I agree with the charming young women of Diotima and also with Katha Pollitt of The Nation that the question of whether abortion has adverse consequences for women who obtain abortions has become unhelpfully politicized.
The question of the moral status of the fetus should be kept quite separate from the question of how an abortion hurts, or doesn't hurt, parents who obtain abortions.
Some pro-life groups hold up the anguished post-abortive woman as an example of what can happen if you tarry inside the clinic. Ms. Pollitt reports that she finds the campaign Women Deserve Better particularly irksome in this regard.
It's certainly true that some pro-life groups relish the public relations value of focusing on women who regret their abortions. The pro-life groups I cherish are those that have been at the forefront of supporting effective post-abortion support groups. Women who suffer after abortion would have very few serious opportunities for recovery and healing without groups like Rachel's Vineyard and the support groups sponsored by crisis pregnancy centers throughout the country. I love these groups but I do not love those groups who put a weeping, tortured post-abortive woman on stage or in front of the camera, let her sob, and then send her back to her own purgatory.
On the other hand, one reason the broader prolife movement embraces post-abortion support (when it does) is because the pro-choice community has turned a blind eye to those who experience abortion as a traumatic emotional event or who later come to recognize not only that abortion is a grave moral wrong that destroys a child, but that it destroyed their very own child.
The reluctance of the pro-choice community to admit that many women experience a profound change of heart about abortion, their lack of empathy and support for those who experience serious emotional pain after abortion, their staunch opposition to any efforts to provide informed consent, all undermine their credibility as people capable of seeing beyond a cast-in-stone ideological agenda.

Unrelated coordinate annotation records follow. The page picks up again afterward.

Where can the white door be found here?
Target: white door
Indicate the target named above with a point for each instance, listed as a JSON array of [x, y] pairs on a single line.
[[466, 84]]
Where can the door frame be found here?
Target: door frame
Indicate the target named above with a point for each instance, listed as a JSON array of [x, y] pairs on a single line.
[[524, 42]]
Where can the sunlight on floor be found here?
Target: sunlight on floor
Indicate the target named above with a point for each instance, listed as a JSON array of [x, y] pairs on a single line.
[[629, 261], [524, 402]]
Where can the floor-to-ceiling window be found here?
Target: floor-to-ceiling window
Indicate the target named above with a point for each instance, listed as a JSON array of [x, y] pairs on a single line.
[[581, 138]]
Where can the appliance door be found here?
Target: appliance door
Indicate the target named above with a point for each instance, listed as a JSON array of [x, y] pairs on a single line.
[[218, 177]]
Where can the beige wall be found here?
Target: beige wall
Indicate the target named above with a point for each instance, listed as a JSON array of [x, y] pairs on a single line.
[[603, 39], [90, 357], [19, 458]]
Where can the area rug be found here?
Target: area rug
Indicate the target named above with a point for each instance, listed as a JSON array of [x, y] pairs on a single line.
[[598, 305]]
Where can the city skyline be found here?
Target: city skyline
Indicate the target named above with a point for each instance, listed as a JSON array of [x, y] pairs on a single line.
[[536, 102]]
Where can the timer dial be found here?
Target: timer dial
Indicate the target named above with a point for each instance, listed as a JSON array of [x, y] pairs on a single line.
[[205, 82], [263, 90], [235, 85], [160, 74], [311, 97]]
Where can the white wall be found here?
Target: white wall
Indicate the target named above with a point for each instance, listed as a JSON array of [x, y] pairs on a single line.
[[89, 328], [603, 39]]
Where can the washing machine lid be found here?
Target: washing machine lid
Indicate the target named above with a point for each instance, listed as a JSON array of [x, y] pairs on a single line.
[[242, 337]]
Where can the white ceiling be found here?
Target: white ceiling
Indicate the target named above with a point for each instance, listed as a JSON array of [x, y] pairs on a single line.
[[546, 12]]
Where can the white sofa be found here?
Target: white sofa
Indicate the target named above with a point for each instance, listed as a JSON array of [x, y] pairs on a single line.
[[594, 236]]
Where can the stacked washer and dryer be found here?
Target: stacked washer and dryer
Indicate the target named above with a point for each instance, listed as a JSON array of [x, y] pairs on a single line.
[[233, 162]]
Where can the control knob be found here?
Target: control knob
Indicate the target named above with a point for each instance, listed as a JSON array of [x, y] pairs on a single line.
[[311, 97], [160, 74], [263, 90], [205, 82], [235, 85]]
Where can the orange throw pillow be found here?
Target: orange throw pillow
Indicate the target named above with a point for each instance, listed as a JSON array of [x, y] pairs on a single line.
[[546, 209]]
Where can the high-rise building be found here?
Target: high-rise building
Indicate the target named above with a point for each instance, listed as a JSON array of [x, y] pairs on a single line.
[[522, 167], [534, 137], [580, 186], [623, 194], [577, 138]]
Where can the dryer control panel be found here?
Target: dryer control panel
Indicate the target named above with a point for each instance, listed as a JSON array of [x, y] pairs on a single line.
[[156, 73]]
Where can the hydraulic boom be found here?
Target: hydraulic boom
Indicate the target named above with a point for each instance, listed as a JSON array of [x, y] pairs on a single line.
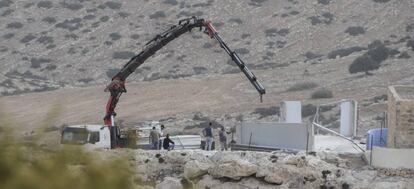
[[117, 86]]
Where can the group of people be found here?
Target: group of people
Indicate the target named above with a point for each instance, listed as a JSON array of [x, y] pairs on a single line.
[[157, 142], [209, 136]]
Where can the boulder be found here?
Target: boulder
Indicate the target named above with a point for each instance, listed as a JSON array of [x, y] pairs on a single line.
[[234, 169], [194, 169], [169, 183]]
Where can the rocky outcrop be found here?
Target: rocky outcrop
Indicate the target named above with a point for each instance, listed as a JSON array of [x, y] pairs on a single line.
[[239, 169], [234, 169], [194, 169]]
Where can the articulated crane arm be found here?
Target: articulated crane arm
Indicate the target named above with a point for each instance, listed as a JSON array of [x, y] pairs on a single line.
[[117, 86]]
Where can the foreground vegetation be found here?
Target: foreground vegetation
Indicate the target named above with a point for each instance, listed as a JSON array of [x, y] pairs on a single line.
[[28, 163]]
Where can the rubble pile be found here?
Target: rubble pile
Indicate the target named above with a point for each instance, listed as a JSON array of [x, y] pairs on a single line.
[[243, 169]]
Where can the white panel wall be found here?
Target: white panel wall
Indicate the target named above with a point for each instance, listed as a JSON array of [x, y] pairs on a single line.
[[275, 135], [290, 112], [348, 118]]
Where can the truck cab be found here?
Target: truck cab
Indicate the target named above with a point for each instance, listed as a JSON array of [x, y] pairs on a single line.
[[90, 136]]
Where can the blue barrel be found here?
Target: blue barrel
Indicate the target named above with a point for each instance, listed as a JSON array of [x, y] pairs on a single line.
[[377, 137]]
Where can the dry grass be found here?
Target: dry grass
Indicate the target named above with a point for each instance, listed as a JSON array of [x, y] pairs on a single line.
[[25, 163]]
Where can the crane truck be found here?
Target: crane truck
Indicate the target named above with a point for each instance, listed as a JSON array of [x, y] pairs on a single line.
[[109, 135]]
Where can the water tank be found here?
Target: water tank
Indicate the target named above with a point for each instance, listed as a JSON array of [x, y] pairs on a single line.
[[377, 137], [349, 114], [290, 112]]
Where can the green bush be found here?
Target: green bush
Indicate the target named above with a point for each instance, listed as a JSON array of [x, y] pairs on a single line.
[[308, 110], [27, 163], [302, 86], [371, 60], [322, 93], [363, 64]]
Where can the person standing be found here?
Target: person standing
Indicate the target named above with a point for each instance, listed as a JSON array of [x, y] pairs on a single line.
[[208, 134], [168, 144], [154, 138], [223, 139], [161, 135]]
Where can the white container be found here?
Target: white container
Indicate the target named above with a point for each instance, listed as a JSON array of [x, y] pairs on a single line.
[[290, 112], [349, 114]]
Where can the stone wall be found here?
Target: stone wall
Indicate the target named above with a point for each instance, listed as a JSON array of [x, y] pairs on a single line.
[[400, 117]]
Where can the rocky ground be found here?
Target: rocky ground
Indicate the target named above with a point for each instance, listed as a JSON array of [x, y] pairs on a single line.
[[66, 51], [240, 169]]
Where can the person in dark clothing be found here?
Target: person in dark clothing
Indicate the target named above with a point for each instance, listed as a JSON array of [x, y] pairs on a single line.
[[168, 144], [208, 133], [223, 139]]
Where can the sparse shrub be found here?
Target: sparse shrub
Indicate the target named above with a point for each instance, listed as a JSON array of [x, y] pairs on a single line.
[[242, 51], [35, 163], [5, 3], [14, 25], [123, 14], [45, 4], [324, 2], [158, 14], [380, 98], [51, 67], [325, 18], [111, 72], [49, 20], [207, 45], [115, 36], [45, 40], [199, 70], [355, 30], [123, 55], [236, 20], [302, 86], [378, 51], [310, 55], [71, 36], [7, 12], [8, 35], [257, 3], [134, 36], [104, 18], [308, 110], [29, 37], [89, 17], [271, 32], [70, 24], [91, 10], [170, 2], [381, 1], [3, 49], [73, 6], [266, 112], [283, 32], [37, 62], [410, 43], [245, 35], [113, 5], [344, 52], [86, 80], [315, 20], [393, 52], [404, 55], [294, 12], [322, 93], [363, 64]]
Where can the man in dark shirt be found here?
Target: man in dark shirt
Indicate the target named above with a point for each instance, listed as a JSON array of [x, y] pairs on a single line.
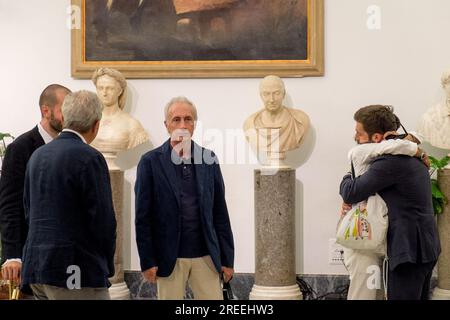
[[404, 184], [13, 228], [183, 230]]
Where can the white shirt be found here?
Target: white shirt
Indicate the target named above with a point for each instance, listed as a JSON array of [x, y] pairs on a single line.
[[435, 125]]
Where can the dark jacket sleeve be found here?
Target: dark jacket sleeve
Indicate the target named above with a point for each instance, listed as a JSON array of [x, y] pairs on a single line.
[[222, 220], [97, 192], [378, 177], [13, 228], [144, 214]]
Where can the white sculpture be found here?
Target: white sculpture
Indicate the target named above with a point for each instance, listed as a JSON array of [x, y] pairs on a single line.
[[275, 129], [118, 130], [435, 123]]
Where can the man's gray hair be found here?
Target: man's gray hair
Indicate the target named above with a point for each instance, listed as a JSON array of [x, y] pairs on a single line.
[[81, 109], [179, 99]]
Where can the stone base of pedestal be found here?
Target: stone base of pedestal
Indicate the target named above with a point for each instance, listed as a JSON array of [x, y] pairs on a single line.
[[119, 291], [276, 293], [441, 294]]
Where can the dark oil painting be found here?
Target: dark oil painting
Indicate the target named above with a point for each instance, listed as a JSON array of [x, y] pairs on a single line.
[[195, 30]]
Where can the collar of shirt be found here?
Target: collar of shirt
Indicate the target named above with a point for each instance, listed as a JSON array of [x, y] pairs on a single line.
[[77, 133], [179, 160], [44, 134]]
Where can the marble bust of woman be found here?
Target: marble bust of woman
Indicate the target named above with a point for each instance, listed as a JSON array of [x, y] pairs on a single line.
[[118, 130]]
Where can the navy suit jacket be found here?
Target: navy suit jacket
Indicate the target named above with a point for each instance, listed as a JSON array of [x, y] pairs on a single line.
[[13, 227], [69, 208], [404, 184], [158, 214]]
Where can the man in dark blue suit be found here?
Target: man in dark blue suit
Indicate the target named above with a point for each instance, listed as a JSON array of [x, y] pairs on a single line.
[[13, 228], [403, 182], [183, 230], [70, 247]]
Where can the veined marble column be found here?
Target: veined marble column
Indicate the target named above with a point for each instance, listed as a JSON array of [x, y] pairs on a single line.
[[275, 276], [442, 291], [118, 289]]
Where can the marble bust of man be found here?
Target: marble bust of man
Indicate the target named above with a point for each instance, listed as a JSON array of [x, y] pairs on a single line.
[[435, 123], [118, 130], [276, 128]]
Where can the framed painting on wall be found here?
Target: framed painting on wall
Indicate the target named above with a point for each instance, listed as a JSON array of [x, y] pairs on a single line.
[[198, 38]]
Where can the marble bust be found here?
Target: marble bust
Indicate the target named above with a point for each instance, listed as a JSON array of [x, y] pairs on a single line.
[[275, 129], [118, 130], [435, 123]]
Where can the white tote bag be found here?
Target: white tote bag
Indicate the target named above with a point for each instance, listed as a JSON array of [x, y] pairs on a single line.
[[364, 227]]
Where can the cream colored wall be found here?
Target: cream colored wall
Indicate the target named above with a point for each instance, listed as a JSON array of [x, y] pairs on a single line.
[[399, 65]]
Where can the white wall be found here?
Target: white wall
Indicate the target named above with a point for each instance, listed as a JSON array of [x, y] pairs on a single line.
[[400, 65]]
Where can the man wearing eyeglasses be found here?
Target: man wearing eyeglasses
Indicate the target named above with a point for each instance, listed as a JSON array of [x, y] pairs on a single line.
[[183, 230], [403, 182]]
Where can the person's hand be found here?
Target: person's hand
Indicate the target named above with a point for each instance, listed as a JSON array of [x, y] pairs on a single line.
[[12, 271], [344, 209], [227, 273], [150, 274], [423, 157]]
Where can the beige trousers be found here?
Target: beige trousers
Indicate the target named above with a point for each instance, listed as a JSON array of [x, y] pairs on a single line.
[[47, 292], [201, 275], [366, 276]]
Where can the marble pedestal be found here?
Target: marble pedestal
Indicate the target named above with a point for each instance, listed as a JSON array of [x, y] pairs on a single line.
[[442, 291], [118, 289], [275, 277]]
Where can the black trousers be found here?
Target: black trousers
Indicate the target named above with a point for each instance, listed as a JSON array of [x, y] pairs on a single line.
[[410, 281]]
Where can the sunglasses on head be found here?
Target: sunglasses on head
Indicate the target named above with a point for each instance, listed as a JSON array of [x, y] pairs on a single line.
[[398, 136]]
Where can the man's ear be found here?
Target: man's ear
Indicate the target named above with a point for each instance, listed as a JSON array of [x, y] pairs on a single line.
[[45, 110], [377, 137], [96, 126]]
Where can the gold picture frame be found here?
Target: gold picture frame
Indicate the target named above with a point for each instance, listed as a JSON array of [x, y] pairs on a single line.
[[82, 66]]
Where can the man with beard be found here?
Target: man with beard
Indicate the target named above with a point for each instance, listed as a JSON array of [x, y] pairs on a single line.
[[13, 227]]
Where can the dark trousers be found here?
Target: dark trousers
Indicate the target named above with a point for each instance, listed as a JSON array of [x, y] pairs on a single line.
[[410, 281]]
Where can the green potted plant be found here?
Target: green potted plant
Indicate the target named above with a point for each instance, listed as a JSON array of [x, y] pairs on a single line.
[[439, 199]]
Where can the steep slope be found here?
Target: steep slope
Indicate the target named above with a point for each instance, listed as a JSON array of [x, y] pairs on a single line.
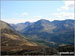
[[10, 37], [55, 32], [12, 43]]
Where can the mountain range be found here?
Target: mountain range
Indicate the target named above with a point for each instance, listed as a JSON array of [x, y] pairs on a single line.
[[49, 33], [13, 43]]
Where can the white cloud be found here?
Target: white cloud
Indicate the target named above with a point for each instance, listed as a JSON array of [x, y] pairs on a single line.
[[67, 6], [64, 15], [24, 14]]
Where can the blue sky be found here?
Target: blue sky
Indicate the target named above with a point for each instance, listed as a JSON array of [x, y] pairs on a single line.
[[22, 11]]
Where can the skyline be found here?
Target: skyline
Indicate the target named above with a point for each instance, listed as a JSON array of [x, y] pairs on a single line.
[[22, 11]]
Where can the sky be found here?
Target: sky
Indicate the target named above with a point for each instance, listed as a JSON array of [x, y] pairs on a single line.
[[22, 11]]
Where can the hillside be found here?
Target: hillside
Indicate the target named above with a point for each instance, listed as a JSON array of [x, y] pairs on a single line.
[[13, 43], [53, 33]]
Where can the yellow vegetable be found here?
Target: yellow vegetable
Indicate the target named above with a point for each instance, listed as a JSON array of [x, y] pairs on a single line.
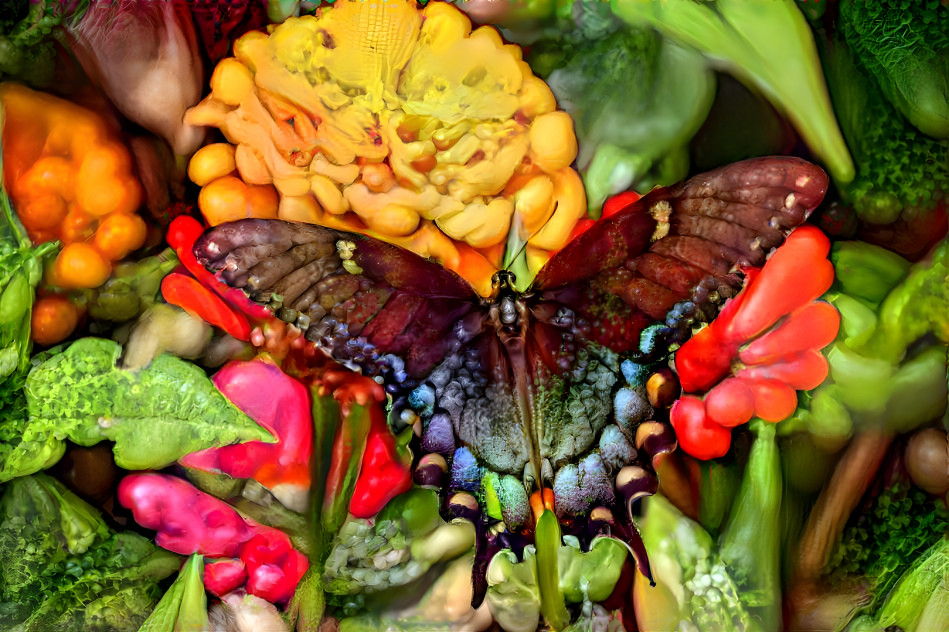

Often, when the prolife community talks about the negative physical and emotional consequences of abortion for the woman, it does this not because it is confused about where the moral focus should be, but in order to shine a spotlight on this particular dark side of the pro-choice movement. The implication is that if we can't trust the pro-choice movement in its treatment of women, which is supposed to be its strong suit, how much less can their moral sentiments and behavior be trusted elsewhere?